Recommended Fodor's Video

Wiener Sängerknaben

1st District Fodor's choice

The beloved Vienna Boys' Choir, known here as the Wiener Sängerknaben, isn't just a set of living dolls out of a Walt Disney film (like the 1962 movie Almost Angels); its pedigree is royal, and its professionalism such that the choir regularly appears with the best orchestras in the world. The troupe was founded by Emperor Maximilian I in 1498, but with the demise of the Hapsburg Empire in 1918, it became its own entity and began giving public performances in the 1920s to keep afloat.

From mid-September to late June, the apple-cheeked lads sing mass at 9:15 Sunday mornings in the Hofburgkapelle. Written requests for seats should be made at least six weeks in advance. Tickets are also sold at ticket agencies and at the box office (open Friday 11–1 and 3–5). Expect to pay a top price of €38 for a seat near the nave, and note that only the 10 side-balcony seats allow a view of the choir. On Sunday at 8:45 am, any unclaimed tickets are sold at the entrance. If you miss hearing the choir at a Sunday mass, you may be able to catch it in a more popular program in the Musikverein.

Haydnhaus

6th District/Mariahilf

Joseph Haydn spent the last twelve years of his life at this house and so it is fitting that the permanent exhibition at his final residence-turned-museum focuses on the last years of the composer's life. The museum is small but offers insight into the Vienna of Haydn's last days as well as an opportunity to stand where one of the world's greatest composers stood and imagine him at work in this very space. You'll see his fortepiano and his clavichord (which was later owned by Brahms), as well as medals, certificates, and gifts Haydn had received and displayed with pride. The small garden has been recreated according to historical models, so you can sit here and imagine the great master admiring his fruit trees as he created melodies. Haydn bought the house—which was then considered to be in the suburbs—and added another floor, where his valet stayed. He moved in at the age of 65 in 1797 and lived here until his death on May 31, 1809. He was the most famous composer in all of Europe in the final years of his life and displays on the ground floor of the house show portraits and comments from his many famous visitors. These last years were also one of the most creatively productive periods of his life; Haydn created the two oratorios “The Creation” (1796–1798) and “The Seasons” (1799–1801) while living here. There's a first-edition score of the latter on display.

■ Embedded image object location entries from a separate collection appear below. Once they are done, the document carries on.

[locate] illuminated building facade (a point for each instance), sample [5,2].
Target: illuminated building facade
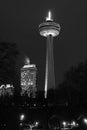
[49,29]
[28,79]
[7,89]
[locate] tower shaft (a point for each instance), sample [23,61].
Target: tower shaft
[49,73]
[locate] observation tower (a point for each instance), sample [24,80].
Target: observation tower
[49,29]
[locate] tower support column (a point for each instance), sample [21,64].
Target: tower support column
[49,73]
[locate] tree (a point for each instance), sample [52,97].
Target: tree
[75,84]
[8,62]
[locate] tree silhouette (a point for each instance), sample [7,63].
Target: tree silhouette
[8,63]
[75,84]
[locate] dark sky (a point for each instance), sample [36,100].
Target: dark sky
[19,20]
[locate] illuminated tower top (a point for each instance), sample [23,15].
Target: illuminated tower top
[49,27]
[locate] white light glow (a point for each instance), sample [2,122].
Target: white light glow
[85,120]
[49,17]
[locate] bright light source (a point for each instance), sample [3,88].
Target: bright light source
[22,117]
[73,123]
[64,123]
[85,120]
[49,17]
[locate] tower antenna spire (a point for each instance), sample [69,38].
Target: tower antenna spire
[49,17]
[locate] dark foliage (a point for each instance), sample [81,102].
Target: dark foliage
[75,85]
[8,64]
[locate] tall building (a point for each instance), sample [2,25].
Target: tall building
[49,29]
[28,79]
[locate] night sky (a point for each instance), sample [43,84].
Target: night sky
[19,21]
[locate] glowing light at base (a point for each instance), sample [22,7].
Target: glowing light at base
[28,79]
[22,117]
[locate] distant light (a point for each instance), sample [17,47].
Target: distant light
[20,124]
[85,120]
[36,123]
[64,123]
[73,123]
[22,117]
[27,61]
[49,17]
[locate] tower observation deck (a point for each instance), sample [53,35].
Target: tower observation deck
[49,29]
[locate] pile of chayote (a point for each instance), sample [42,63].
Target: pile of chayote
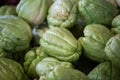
[60,40]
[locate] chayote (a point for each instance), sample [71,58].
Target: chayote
[112,50]
[116,24]
[53,69]
[47,64]
[64,73]
[33,11]
[32,57]
[8,10]
[113,2]
[11,70]
[97,11]
[104,71]
[118,2]
[60,43]
[94,41]
[62,13]
[38,32]
[15,34]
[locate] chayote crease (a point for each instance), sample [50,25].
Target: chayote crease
[61,44]
[94,41]
[33,11]
[97,11]
[112,50]
[15,34]
[62,13]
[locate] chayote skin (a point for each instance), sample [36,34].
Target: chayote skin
[116,24]
[33,11]
[15,34]
[11,70]
[104,71]
[8,10]
[62,13]
[89,10]
[112,50]
[60,43]
[113,2]
[38,32]
[32,57]
[94,41]
[64,73]
[53,69]
[118,2]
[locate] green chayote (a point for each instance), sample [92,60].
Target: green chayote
[60,43]
[32,57]
[94,41]
[118,2]
[33,11]
[97,11]
[47,64]
[116,24]
[104,71]
[112,50]
[11,70]
[52,69]
[15,34]
[38,32]
[113,2]
[62,13]
[64,73]
[8,10]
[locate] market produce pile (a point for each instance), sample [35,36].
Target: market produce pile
[60,40]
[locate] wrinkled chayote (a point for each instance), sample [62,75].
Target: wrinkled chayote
[32,57]
[94,41]
[118,2]
[47,64]
[112,50]
[11,70]
[62,13]
[97,11]
[116,24]
[38,32]
[52,69]
[64,73]
[33,11]
[8,10]
[113,2]
[60,43]
[15,34]
[104,71]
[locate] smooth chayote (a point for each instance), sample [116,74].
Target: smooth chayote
[8,10]
[32,57]
[64,73]
[15,34]
[60,43]
[116,24]
[33,11]
[62,13]
[104,71]
[112,50]
[11,70]
[97,11]
[94,41]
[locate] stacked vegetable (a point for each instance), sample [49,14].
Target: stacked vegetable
[60,40]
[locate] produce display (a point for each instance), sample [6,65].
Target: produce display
[60,40]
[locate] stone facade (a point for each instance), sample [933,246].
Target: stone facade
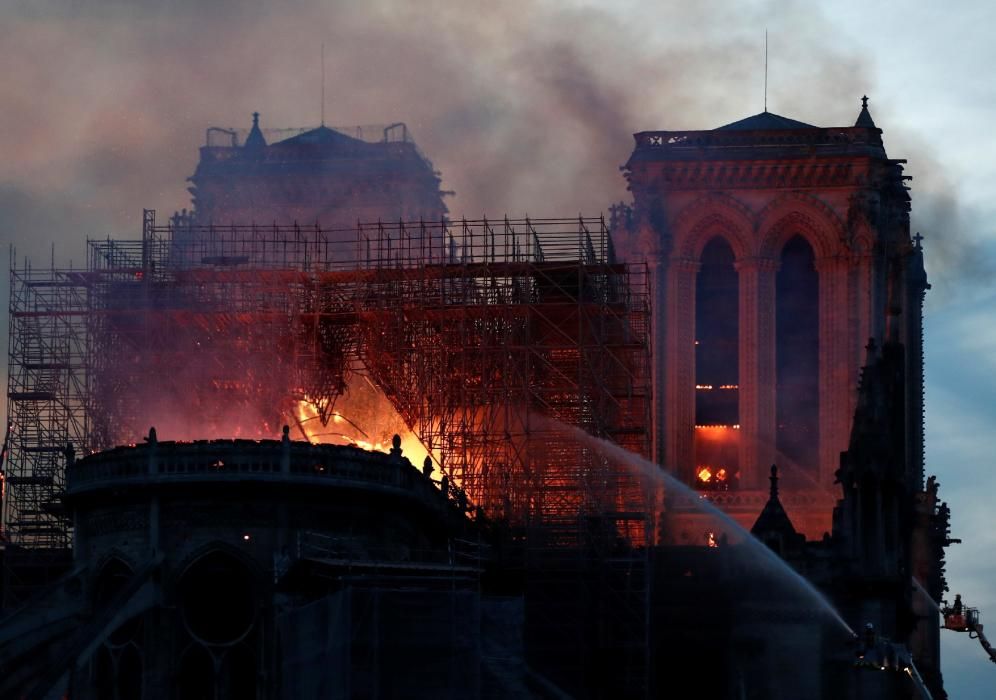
[757,185]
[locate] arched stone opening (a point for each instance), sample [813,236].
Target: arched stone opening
[717,338]
[217,600]
[797,330]
[118,664]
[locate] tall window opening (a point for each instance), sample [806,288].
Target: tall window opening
[797,363]
[717,372]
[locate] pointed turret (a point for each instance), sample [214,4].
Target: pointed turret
[773,525]
[255,138]
[864,117]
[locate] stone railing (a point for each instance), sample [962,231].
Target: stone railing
[285,461]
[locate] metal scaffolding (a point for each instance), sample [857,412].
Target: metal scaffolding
[487,337]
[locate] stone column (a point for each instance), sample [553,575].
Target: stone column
[680,372]
[834,366]
[756,369]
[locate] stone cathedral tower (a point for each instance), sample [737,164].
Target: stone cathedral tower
[778,250]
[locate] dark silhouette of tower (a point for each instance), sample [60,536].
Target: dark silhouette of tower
[778,249]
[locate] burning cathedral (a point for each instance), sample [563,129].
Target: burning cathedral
[400,454]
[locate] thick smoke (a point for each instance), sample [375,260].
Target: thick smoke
[525,107]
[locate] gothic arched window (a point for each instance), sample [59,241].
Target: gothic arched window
[797,363]
[717,371]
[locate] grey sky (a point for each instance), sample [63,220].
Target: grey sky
[527,108]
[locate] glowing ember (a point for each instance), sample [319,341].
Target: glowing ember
[363,417]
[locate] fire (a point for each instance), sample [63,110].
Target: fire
[363,417]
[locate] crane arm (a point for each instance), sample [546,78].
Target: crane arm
[977,631]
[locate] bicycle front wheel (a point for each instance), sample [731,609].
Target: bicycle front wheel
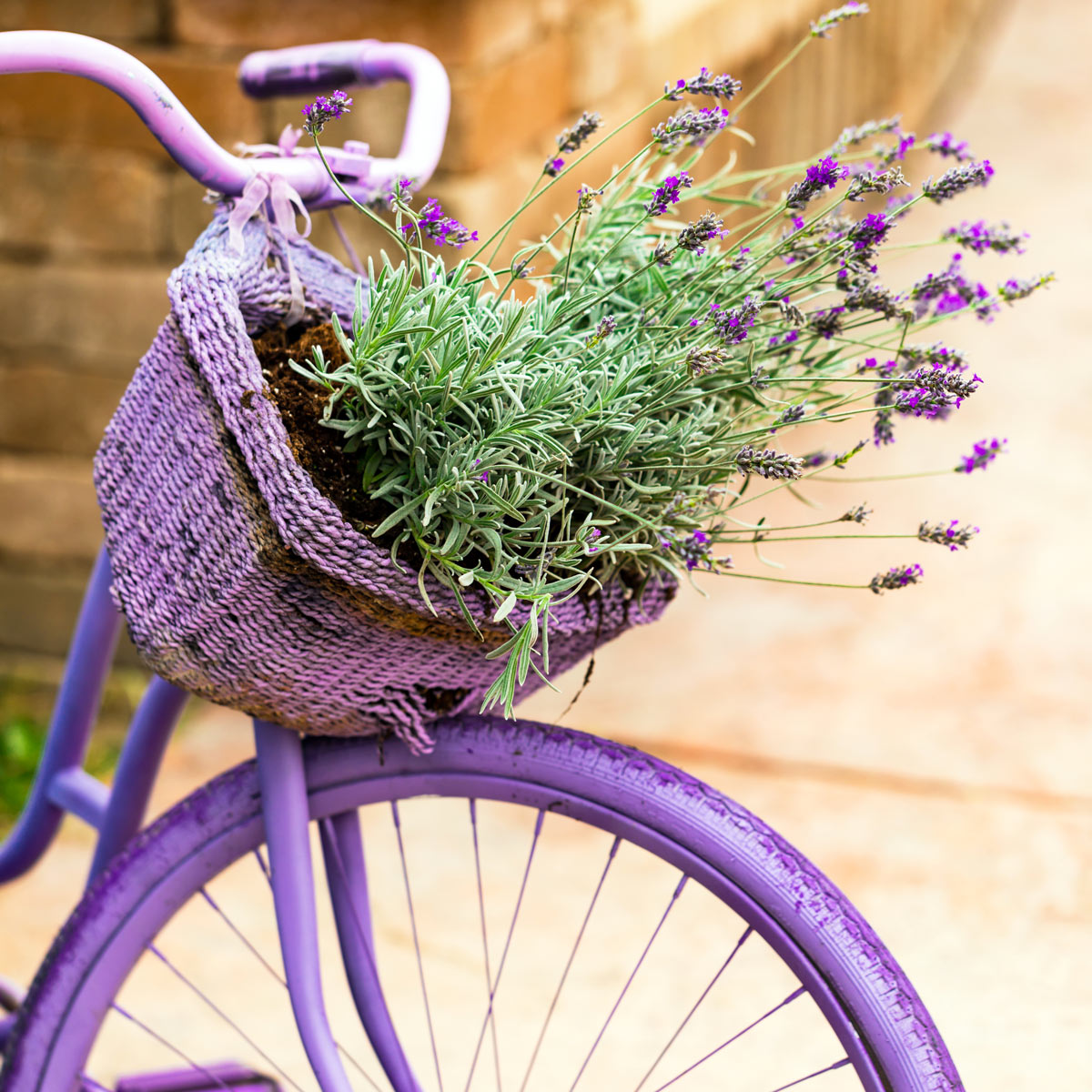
[551,911]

Hofburg Palace Concert Halls

1st District

Much of the Imperial Palace is used today for orchestral concerts. The Festsaal, the largest hall of the Hofburg and originally conceived as a throne room, hosts frequent Strauss and Mozart concerts. If dripping opulence is a must, the Zeremoniensaal, considered the most magnificent hall of the palace, is an unparalleled venue for experiencing Vienna's classical soul.

Konzerthaus

1st District

The Konzerthaus, home to three performance halls. The Grosser Konzerthaussaal, Mozartsaal, and Schubertsaal are all esteemed venues for a range of musical genres, including classical, cabaret, pop, and jazz. The lineup has included greats like Mnozil Brass, Dianne Reeves, Goran Bregović, and the Herbert Pixner Projekt.

Schlosstheater Schönbrunn

13th District/Hietzing

For nearly 80 years, the theater has been associated with the University of Music and Performing Arts. Here visitors can watch student performances of both opera and dramatic arts.

Wiener Kursalon

1st District

If the Mozart symphonies and the whirling waltzes of Strauss are your thing, catch a Mozart and Strauss concert at the Wiener Kursalon, a majestic palace-like structure built in the Italian Renaissance Revival style in 1865 and set in Vienna's sylvan Stadtpark. Here, in gold-and-white salons, the Salonorchester Alt Wien performs concerts of the works of "Waltz King" Johann Strauss and famous works by Wolfgang Amadeus Mozart. You'll hear waltzes, polkas, and operetta melodies.